Immediately before "Landslide" on the record is another classic, Christine McVie's "Say You Love Me." It's basically a toe-tapping number good for singing along, but there's a subtext of poignancy to it that I've never been able to put my finger on. The lyrics don't really try to be profound. But there's something about the way McVie, Buckingham and Nicks sing the choruses together, especially in combination with the roving bass, and especially in the fadeout. When they get to the end and are repeating, "Fallin', fallin', fallin'" in three-part harmony, it just feels perfection.



And the album has other smash hits also: "Rhiannon" and "Over My Head" among them. "Over My Head" is prettier and more gentle in the album version than on the single version. "Rhiannon" isn't one of my favorite songs (I never really liked the whole Stevie Nicks persona where she seems to be narcissistically starring in her own fantasy novel) but it's an undeniably strong single.



So there you have four timeless hit songs that are at least as strong as the four best songs on Rumours. (Does anything on Rumours pack the emotional punch of "Landslide?"). But it's not just the headline numbers on this record but the supporting tunes that are fantastic.
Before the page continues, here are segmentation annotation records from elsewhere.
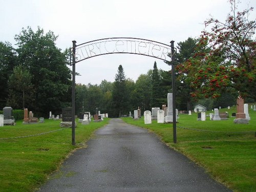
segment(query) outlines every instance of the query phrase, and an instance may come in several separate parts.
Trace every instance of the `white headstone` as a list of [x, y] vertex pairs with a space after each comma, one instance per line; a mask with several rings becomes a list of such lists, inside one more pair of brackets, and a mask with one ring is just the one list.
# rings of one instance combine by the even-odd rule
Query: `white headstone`
[[218, 109], [214, 109], [214, 116], [212, 120], [214, 121], [219, 121], [221, 120], [221, 118], [219, 115], [219, 110]]
[[205, 112], [202, 111], [201, 112], [201, 120], [202, 121], [205, 121], [206, 120]]
[[166, 122], [170, 123], [173, 122], [173, 93], [168, 93], [167, 94], [167, 109], [166, 116], [164, 121]]
[[0, 115], [0, 126], [4, 126], [4, 115]]
[[134, 110], [134, 119], [138, 119], [138, 110]]
[[248, 109], [248, 103], [244, 104], [244, 113], [245, 113], [245, 118], [248, 120], [251, 120], [250, 115], [249, 115], [249, 110]]
[[210, 117], [210, 120], [213, 120], [214, 114], [211, 113], [209, 114], [209, 116]]
[[164, 111], [159, 110], [157, 111], [157, 123], [164, 123]]
[[178, 109], [176, 109], [176, 119], [179, 119], [180, 118], [180, 117], [179, 116], [179, 110], [178, 110]]
[[144, 123], [145, 124], [152, 123], [151, 112], [150, 111], [145, 111], [144, 112]]

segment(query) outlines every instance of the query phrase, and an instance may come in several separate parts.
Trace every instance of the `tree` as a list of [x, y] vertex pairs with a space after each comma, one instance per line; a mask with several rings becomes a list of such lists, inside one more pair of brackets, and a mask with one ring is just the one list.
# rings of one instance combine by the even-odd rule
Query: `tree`
[[57, 36], [38, 28], [23, 28], [15, 36], [19, 63], [33, 75], [31, 82], [35, 93], [31, 111], [45, 116], [49, 111], [61, 113], [70, 106], [71, 71], [68, 67], [68, 50], [62, 52], [55, 46]]
[[8, 98], [8, 80], [16, 65], [17, 55], [11, 45], [0, 41], [0, 109], [6, 106]]
[[155, 61], [151, 82], [152, 84], [152, 95], [151, 103], [152, 107], [160, 106], [161, 104], [159, 100], [161, 95], [160, 81], [160, 76], [157, 69], [157, 62]]
[[[151, 70], [152, 71], [152, 70]], [[138, 106], [141, 109], [142, 113], [151, 110], [151, 101], [152, 95], [152, 77], [150, 73], [140, 75], [136, 80], [135, 90], [134, 91], [133, 100], [135, 102], [135, 109]]]
[[22, 66], [14, 67], [13, 73], [10, 76], [8, 82], [8, 105], [17, 109], [24, 109], [25, 106], [30, 106], [34, 93], [31, 83], [32, 78], [32, 76], [29, 71]]
[[125, 111], [128, 101], [125, 76], [121, 65], [118, 67], [117, 73], [116, 74], [113, 84], [112, 99], [115, 109], [115, 116], [118, 116], [120, 117], [122, 113], [128, 112]]
[[[202, 36], [209, 39], [211, 50], [210, 56], [223, 58], [219, 60], [219, 70], [213, 75], [220, 77], [220, 80], [228, 81], [226, 85], [223, 86], [233, 88], [237, 95], [256, 99], [256, 44], [254, 36], [256, 22], [255, 19], [248, 20], [253, 8], [240, 12], [235, 0], [229, 0], [229, 3], [231, 12], [225, 22], [213, 18], [206, 20], [205, 26], [210, 27], [210, 30], [204, 30]], [[217, 81], [213, 82], [216, 85], [216, 95], [220, 95], [217, 83], [219, 84], [221, 81], [218, 79], [214, 79]]]

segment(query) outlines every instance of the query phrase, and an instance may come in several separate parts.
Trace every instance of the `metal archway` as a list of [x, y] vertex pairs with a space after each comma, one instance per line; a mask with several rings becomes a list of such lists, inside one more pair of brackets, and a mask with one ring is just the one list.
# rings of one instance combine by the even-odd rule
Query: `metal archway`
[[[75, 64], [82, 60], [100, 55], [116, 53], [137, 54], [156, 58], [170, 62], [172, 71], [173, 108], [173, 137], [174, 142], [177, 143], [176, 111], [175, 102], [175, 73], [174, 69], [174, 41], [170, 45], [159, 42], [133, 37], [113, 37], [100, 39], [76, 45], [73, 40], [71, 48], [72, 62], [72, 145], [75, 141]], [[167, 60], [170, 54], [170, 60]]]

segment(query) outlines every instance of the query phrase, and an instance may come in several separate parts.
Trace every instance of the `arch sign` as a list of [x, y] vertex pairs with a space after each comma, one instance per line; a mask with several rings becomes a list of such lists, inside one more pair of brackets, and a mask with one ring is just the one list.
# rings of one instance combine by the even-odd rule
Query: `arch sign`
[[[106, 38], [83, 43], [76, 45], [75, 40], [73, 41], [73, 47], [70, 49], [71, 65], [72, 66], [72, 144], [75, 145], [75, 63], [90, 58], [100, 55], [115, 53], [137, 54], [156, 58], [165, 61], [170, 62], [174, 68], [174, 41], [170, 41], [170, 45], [159, 42], [132, 37]], [[170, 59], [169, 59], [170, 57]], [[176, 143], [176, 115], [175, 93], [175, 73], [173, 74], [173, 108], [174, 142]]]
[[137, 38], [114, 37], [75, 45], [75, 54], [76, 63], [97, 56], [114, 53], [142, 55], [170, 61], [168, 55], [171, 53], [170, 46], [159, 42]]

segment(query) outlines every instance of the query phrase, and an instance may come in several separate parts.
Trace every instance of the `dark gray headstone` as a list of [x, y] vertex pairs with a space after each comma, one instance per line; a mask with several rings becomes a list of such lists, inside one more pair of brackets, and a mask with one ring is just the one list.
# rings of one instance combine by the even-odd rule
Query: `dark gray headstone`
[[3, 109], [4, 119], [12, 119], [12, 108], [10, 106], [6, 106]]
[[68, 107], [62, 108], [62, 121], [72, 121], [72, 108]]

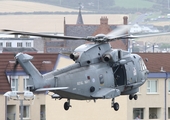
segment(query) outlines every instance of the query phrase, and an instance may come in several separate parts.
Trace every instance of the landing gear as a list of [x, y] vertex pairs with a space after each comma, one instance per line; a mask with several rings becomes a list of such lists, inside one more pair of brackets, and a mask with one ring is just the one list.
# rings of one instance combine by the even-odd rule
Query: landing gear
[[114, 108], [115, 111], [118, 111], [118, 110], [119, 110], [119, 103], [114, 102], [114, 98], [112, 99], [112, 105], [111, 105], [111, 107]]
[[64, 109], [68, 110], [71, 107], [70, 105], [70, 99], [67, 100], [67, 102], [64, 103]]
[[132, 100], [134, 98], [134, 100], [138, 99], [138, 95], [129, 95], [129, 100]]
"Blue Letter" is a wonderful song, could easily have been a hit of its own (it sounds as though it influenced the composition of "Say You Love Me," even on down to the affecting fadeout.) "Monday Morning," an energetic up-tempo number by Lindsey Buckingham, gets the album off to a terrific start. "Crystal" is really a beautiful, emotional, poetic piece, composed by Stevie Nicks, sung mostly by Buckingham. It's good for a lump in the throat; Nicks had a great gift for conveying powerful emotions in simple, understated composition.



The six-song sequence that runs: Blue Letter, Rhiannon, Over My Head, Crystal, Say You Love Me, and Landslide is about as strong a six-song run that any band has ever recorded (and the two that precede that run aren't bad either.)
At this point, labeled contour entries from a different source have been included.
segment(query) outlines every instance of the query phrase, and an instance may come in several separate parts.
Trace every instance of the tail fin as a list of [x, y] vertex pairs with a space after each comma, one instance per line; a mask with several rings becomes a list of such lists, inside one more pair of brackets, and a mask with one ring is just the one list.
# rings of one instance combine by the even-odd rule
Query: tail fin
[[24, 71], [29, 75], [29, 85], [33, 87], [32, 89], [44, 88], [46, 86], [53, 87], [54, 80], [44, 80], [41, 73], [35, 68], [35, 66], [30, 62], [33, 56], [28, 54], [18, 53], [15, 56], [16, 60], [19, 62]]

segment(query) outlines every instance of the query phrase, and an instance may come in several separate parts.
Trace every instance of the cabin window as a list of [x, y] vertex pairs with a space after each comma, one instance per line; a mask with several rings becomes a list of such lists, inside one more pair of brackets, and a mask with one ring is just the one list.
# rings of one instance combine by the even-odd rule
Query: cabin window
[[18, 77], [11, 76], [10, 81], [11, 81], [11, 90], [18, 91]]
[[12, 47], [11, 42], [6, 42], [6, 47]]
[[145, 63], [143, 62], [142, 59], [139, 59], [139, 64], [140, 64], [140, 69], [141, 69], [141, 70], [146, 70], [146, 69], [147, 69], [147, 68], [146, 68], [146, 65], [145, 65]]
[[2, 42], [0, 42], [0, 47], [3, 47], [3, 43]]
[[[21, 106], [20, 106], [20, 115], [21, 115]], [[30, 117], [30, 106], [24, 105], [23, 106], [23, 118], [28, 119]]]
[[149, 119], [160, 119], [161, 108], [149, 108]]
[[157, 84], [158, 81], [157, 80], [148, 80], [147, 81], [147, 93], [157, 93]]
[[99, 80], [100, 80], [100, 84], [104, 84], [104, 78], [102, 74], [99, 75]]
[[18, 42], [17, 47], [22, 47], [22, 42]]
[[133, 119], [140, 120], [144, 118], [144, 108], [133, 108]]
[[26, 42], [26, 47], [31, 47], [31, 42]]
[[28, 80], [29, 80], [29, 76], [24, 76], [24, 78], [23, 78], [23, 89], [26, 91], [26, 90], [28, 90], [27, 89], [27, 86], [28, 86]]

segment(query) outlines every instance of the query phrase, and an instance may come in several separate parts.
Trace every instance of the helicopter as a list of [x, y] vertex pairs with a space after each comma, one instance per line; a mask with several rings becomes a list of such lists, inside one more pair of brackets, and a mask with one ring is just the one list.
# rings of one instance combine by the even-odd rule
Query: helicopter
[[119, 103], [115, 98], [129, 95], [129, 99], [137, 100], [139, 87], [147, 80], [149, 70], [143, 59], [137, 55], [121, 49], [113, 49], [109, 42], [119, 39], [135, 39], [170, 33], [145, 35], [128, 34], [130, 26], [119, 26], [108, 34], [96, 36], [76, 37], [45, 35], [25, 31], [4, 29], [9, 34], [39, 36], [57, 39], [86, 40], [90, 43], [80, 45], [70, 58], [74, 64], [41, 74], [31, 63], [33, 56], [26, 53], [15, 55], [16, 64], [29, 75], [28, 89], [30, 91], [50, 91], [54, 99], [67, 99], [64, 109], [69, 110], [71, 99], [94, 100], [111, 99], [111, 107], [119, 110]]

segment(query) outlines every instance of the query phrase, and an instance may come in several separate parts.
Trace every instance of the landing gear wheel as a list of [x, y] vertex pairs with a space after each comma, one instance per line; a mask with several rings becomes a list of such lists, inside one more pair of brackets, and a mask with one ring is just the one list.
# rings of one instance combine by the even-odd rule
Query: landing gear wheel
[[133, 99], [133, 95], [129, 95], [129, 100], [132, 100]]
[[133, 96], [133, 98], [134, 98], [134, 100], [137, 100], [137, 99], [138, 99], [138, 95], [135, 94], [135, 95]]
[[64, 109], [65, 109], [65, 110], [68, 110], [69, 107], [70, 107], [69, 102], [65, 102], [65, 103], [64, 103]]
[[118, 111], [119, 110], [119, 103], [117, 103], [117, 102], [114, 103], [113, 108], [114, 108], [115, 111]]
In sum, Fleetwood Mac is at their hit-making best on this record, but there is a poetry and emotional power to this music that you don't hear on their later recordings. It paved the way for the phenomenal chart success of Rumours, but is in my opinion the greater of the two albums."
Buckingham-Nicks Join The Band
Thomas Magnum | NJ, USA | 05/14/2004
(5 out of 5 stars)

"When Fleetwood Mac was formed in the late 60's, they were a hardcore blues band. After Peter Green left and with the additions of Christine McVie & Bob Welch, they shifted away from blues music towards a more pop sound. In 1975, Bob Welch left the group and Mick Fleetwood enlisted an unknown duo of Lindsey Buckingham & Stevie Nicks in the band. The result is of course music history. This is the first effort by the new lineup and it is an excellent collection of songs. Lindsey Buckingham has one of the best ears in music and his hands are all over the album. From the album's opener "Monday Morning" and his own "Blue Letter" and the slow burning "World Turning" to Christine McVie's "Say You Love Me" and "Sugar Daddy", his presence is felt. "Crystal" is great song taken from the Buckingham-Nicks album and shows how well the band's voices meld together. Stevie Nicks carved out her witch persona with the ethereal and moody "Rhiannon". She also contributes one of most hauntingly beautiful songs ever recorded, "Landslide". Through constant touring and radio airplay, the album slowly climbed the charts and in its 53rd week on the charts, it finally reached number one. This album set the stage for one of the biggest albums in history, Rumours. While not as popular as that album, this album is it's equal in quality and sound. The extra tracks on this release do not really bring much to the table as they are just the edits of the singles from the album."